Yadkin County School Board members voted unanimously to reinstate a mask mandate in schools, reversing their earlier decision to make masks optional. The mask requirement will go into effect Thursday, Aug. 26, Superintendent Todd Martin said.
The decision came as nearly 600 students and staff had been asked to stay home after being exposed to someone who tested positive for COVID-19 as of Tuesday evening. Of those 600, 195 were from Forbush High School.
Being asked to stay home — known as being “excluded” in public health lingo — is a result of a student being within 6 feet for 15 minutes or more of someone who has tested positive. However, CDC and state Department of Public Instruction guidance allows students to forego exclusion in most cases if all students are wearing a mask and not showing symptoms.
“There are 403 school-based contacts that could currently sit in our classrooms right now if every student was wearing a mask,” said Kristi Gaddis, district executive director of student services.
The remaining nearly 200 students and employees excluded from school campuses were being asked to do so as a result of exposure to someone in the community or in their home. Board members asked if it was the law to follow the guidance for exclusions from the CDC and state education officials, and district employees said they would likely face liability and need legal advice to forego the exclusion protocol instructions.

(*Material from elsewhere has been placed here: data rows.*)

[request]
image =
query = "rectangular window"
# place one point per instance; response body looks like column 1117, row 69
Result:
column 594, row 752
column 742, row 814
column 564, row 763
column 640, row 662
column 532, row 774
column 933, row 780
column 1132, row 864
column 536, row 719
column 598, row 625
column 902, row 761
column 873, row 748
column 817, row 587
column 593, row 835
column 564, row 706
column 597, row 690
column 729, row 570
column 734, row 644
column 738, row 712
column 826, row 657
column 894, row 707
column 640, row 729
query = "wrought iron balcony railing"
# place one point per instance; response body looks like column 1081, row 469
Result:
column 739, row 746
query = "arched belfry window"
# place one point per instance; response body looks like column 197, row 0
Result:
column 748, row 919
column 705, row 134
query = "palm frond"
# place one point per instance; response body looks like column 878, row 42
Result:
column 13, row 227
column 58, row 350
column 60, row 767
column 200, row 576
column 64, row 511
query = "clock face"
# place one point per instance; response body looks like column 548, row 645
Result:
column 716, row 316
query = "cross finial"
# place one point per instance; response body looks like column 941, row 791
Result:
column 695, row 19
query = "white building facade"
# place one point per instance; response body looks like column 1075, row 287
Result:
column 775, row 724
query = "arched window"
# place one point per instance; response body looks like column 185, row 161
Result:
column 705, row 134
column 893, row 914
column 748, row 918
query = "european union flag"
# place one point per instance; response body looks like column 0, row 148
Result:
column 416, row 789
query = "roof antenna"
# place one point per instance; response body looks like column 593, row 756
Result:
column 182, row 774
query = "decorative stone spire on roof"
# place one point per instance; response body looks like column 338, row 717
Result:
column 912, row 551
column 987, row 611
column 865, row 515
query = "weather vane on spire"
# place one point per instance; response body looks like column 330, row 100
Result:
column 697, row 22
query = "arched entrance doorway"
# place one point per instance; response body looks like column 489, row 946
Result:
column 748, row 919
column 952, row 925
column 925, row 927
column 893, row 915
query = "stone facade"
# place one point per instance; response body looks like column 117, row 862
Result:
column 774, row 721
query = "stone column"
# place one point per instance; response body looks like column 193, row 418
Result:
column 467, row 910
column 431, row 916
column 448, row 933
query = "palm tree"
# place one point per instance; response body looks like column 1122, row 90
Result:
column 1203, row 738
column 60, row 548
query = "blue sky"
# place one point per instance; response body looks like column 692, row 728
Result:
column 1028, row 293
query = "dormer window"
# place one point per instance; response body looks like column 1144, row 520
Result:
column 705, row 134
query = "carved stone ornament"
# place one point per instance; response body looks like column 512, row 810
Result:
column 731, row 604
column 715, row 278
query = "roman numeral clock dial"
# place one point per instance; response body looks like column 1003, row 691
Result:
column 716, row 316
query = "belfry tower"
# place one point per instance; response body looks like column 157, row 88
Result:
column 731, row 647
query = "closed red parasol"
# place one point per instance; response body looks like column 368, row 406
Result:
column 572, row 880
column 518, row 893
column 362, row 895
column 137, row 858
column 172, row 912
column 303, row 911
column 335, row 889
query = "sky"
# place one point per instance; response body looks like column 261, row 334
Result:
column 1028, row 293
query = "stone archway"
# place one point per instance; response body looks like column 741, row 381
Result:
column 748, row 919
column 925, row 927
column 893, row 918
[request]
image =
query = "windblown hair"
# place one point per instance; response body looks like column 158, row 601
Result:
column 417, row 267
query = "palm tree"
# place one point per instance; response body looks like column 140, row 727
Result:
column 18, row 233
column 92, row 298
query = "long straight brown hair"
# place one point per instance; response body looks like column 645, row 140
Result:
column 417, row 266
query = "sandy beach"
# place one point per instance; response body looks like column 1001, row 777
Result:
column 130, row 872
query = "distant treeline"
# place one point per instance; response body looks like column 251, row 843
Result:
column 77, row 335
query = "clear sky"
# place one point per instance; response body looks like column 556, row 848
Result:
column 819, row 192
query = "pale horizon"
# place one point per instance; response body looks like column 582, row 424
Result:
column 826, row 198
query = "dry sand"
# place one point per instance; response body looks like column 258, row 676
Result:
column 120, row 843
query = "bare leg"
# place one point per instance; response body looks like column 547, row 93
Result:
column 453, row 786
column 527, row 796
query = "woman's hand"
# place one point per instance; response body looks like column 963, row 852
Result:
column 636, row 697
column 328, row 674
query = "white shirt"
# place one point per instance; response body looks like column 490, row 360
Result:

Yadkin County Health Department Director Jessica Wall said Yadkin County is at the highest rate of transmission and risk for COVID-19 according to a risk level metric used by the state Department of Health and Human Services. As of Tuesday, 237 people in the county were in active isolation due to testing positive for the virus — up from 169 on Aug. 12, which is a 40% increase. Currently, 15.4% of COVID-19 tests are coming back positive for those living in the county.
A total of 40 students and staff had tested positive for COVID-19 and were in active isolation as of Tuesday, Aug. 24, according to a data sheet presented at the board meeting.
When district officials mentioned during the meeting that only one student had actually tested positive as a result of being at school and that many of the hundreds of exclusions were due to exposure to someone off-campus, online commenters watching the meeting via Facebook Live expressed dismay that masking was resulting from contact tracing and not on-campus diagnoses and exposures. Others defended the decision.
“One child matters,” Lisaa Lowe-Harris wrote on the Facebook Live chat.
More than 900 people tuned into the Facebook Livestream Tuesday evening, many commenting on the fact that school board members and most district officials were not wearing masks during the meeting.
Parents requested more transparent information about active cases and contact tracing affecting the schools, perhaps to be posted on the district website.
District officials pledged to create mask breaks, perhaps as often as every 90 minutes, where students can go outside and remove their masks. They also are exploring possibilities for outdoor lunches and other ways to limit maskless exposure during the school day.
Yadkin County students returned to their classrooms last week amid continued pandemic concerns as well as torrential rain and an afternoon tornado warning.
On the first day for students, last Tuesday, Aug. 17, Yadkin County was part of a regional tornado warning from the National Weather Service from storms spawned by Tropical Storm Fred.
“We moved our students to hallways and other secure spaces for protection. As you can imagine, this creates challenges, especially when you have younger students who have never practiced a tornado drill before,” said Yadkin Schools Superintendent Dr. Todd Martin. “I have to say that our people did a tremendous job. I also sent a phone message to parents thanking them for sending us such great students. The students were so cooperative, they took the situation seriously, and they worked very well with our teachers and staff members.”
Martin said school staff and students have become “accustomed to challenges” and said everyone handled this latest challenge well.
“It seems like they rise to the challenge every time. We have had a great first week and our students and employees continue to show that they are resilient,” Martin said.
Principals from around the district said they were glad see students returning for the new year.
“It has been so good to see our students back during the first week of school. They seem glad to be around other students and engaging with their teachers,” said Yadkin Early College Principal Chris Lyon. “The lack of social interaction has been one of the biggest negatives for students during the pandemic. You don’t normally hear this from a high school principal but it is good to see them acting like teenagers again.”